First, there’s the cost of training the model, which likely amounts to tens, if not hundreds, of millions of dollars per iteration. (This is why Microsoft has been pouring billions of dollars into OpenAI). Then, there’s the cost of inference — or producing each response. OpenAI charges developers 2 cents to generate roughly 750 words using its most powerful language model, and last December, OpenAI CEO Sam Altman said the cost to use ChatGPT was “probably single-digits cents per chat.”

How those figures convert to enterprise pricing or compare to regular search isn’t clear. But these costs could weigh heavy on new players, especially if they manage to scale up to millions of searches a day and give big advantages to deep-pocketed incumbents like Microsoft.

Indeed, in Microsoft’s case, burning cash to hurt rivals seems to be the current objective. As Nadella made clear in an interview with The Verge, the company sees this as a rare opportunity to disrupt the balance of power in tech and is willing to spend to hurt its greatest rival. Nadella’s own attitude is one of calculated belligerence and suggests money is not an issue when an incredibly profitable market like search is at play. “[Google] will definitely want to come out and show that they can dance,” he said. “And I want people to know that we made them dance.”

There’s no doubt that the technology here is moving fast, but lawmakers will catch up. Their problem, if anything, will be knowing what to investigate first, as AI search engines and chatbots look to be potentially violating regulations left, right, and center.
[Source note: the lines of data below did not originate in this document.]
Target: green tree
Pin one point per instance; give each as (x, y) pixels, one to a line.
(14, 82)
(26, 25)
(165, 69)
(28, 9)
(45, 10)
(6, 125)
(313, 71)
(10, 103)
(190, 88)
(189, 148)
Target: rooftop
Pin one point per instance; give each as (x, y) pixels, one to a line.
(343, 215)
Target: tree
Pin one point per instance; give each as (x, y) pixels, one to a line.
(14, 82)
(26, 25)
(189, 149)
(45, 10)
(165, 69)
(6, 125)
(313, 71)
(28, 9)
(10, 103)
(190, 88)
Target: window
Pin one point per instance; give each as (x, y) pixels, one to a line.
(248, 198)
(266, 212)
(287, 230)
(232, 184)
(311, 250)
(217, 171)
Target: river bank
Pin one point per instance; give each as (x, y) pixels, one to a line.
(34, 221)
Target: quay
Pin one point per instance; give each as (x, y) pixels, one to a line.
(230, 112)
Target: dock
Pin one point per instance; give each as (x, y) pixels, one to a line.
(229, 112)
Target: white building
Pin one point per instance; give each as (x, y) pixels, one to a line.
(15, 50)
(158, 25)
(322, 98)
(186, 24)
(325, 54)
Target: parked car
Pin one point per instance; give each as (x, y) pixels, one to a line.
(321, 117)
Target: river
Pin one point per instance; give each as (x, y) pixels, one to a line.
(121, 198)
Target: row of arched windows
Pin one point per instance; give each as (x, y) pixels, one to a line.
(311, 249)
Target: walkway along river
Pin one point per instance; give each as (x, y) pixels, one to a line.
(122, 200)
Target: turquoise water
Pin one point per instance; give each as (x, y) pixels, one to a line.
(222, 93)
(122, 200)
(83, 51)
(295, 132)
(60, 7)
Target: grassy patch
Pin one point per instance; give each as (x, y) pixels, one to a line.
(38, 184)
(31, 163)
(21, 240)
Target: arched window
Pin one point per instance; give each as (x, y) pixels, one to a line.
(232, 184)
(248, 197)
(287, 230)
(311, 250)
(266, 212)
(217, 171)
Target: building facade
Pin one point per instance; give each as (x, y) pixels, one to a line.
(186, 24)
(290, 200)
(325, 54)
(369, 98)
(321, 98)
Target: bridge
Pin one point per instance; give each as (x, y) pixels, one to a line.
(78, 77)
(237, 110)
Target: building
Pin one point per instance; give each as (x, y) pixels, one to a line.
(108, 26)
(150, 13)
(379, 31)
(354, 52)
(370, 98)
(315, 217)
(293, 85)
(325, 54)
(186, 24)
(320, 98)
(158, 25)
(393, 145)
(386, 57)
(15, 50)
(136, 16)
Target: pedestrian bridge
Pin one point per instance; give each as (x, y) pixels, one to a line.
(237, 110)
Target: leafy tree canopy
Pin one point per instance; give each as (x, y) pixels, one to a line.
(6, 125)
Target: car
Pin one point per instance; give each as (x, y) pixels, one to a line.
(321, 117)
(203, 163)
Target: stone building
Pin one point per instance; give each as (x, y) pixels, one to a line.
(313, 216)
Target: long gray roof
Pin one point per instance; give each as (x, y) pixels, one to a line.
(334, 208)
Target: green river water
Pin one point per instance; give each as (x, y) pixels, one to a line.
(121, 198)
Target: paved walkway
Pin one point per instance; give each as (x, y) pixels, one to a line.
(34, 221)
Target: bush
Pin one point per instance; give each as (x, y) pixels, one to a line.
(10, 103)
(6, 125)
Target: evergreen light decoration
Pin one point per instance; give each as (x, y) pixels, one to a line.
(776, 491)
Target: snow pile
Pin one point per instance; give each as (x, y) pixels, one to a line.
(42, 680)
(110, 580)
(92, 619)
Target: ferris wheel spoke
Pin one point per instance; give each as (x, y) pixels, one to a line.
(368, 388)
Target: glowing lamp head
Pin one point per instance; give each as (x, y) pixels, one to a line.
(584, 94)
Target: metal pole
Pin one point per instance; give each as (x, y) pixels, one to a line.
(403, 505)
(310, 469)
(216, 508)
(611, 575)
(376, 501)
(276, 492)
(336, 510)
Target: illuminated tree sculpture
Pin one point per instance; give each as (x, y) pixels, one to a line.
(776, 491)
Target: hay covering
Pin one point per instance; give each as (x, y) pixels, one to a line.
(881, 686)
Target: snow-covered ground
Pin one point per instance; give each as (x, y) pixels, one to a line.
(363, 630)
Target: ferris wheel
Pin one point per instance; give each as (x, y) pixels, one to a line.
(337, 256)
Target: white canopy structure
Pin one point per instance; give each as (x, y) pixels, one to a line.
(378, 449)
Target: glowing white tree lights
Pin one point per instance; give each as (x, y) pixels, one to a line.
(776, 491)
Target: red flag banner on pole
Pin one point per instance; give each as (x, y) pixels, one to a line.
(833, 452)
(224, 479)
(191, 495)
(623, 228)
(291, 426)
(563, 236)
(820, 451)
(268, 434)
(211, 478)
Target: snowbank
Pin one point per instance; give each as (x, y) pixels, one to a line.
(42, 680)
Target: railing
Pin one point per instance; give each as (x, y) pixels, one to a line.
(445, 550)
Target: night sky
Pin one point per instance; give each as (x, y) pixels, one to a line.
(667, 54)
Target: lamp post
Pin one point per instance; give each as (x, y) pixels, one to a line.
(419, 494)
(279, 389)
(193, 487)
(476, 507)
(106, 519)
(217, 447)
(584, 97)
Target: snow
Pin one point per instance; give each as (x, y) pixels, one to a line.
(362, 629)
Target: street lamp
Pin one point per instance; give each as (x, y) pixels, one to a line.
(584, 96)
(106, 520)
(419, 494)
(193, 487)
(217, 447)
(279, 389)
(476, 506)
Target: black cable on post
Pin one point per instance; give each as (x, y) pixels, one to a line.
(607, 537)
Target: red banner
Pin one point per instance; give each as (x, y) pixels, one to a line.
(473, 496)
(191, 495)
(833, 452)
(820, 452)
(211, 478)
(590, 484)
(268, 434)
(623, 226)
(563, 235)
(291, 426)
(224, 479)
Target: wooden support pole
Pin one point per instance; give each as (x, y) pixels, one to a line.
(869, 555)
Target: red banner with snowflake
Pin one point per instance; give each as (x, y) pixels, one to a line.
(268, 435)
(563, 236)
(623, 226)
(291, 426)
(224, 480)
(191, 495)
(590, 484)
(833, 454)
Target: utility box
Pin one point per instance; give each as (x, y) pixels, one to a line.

For example, will EU publishers want AI search engines to pay for the content they scrape the way Google now has to pay for news snippets? If Google’s and Microsoft’s chatbots are rewriting content rather than merely surfacing it, are they still covered by Section 230 protections in the US that protect them from being liable for the content of others? And what about privacy laws? Italy recently banned an AI chatbot called Replika because it was collecting information on minors. ChatGPT and the rest are arguably doing the same. Or how about the “right to be forgotten”? How will Microsoft and Google ensure their bots aren’t scraping delisted sources, and how will they remove banned information already incorporated into these models?

The list of potential problems goes on and on and on.

The broadest problem on this list, though, is not within the AI products themselves but, rather, concerns the effect they could have on the wider web. In the simplest terms: AI search engines scrape answers from websites. If they don’t push traffic back to these sites, they’ll lose ad revenue. If they lose ad revenue, these sites wither and die. And if they die, there’s no new information to feed the AI. Is that the end of the web? Do we all just pack up and go home?

Well, probably not (more’s the pity). This is a path Google has been on for a while with the introduction of snippets and the Google OneBox, and the web isn’t dead yet. But I’d argue that the way this new breed of search engines presents information will definitely accelerate this process. Microsoft argues that it cites its sources and that users can just click through to read more. But as noted above, the whole premise of these new search engines is that they do a better job than the old ones. They condense and summarize. They remove the need to read more. Microsoft can’t simultaneously argue it’s presenting a radical break with the past and a continuation of old structures.

But what happens next is anyone’s guess. Maybe I’m wrong, and AI search engines will continue to push traffic to all those sites that produce recipes, gardening tips, DIY help, news stories, comparisons of outboard motors and indexes of knitting patterns, and all the countless other sources of helpful and trustworthy information that humans collect and machines scrape. Or maybe this is the end of the entire ad-funded revenue model for the web. Maybe something new will emerge after the chatbots have picked over the bones. Who knows, it might even be better.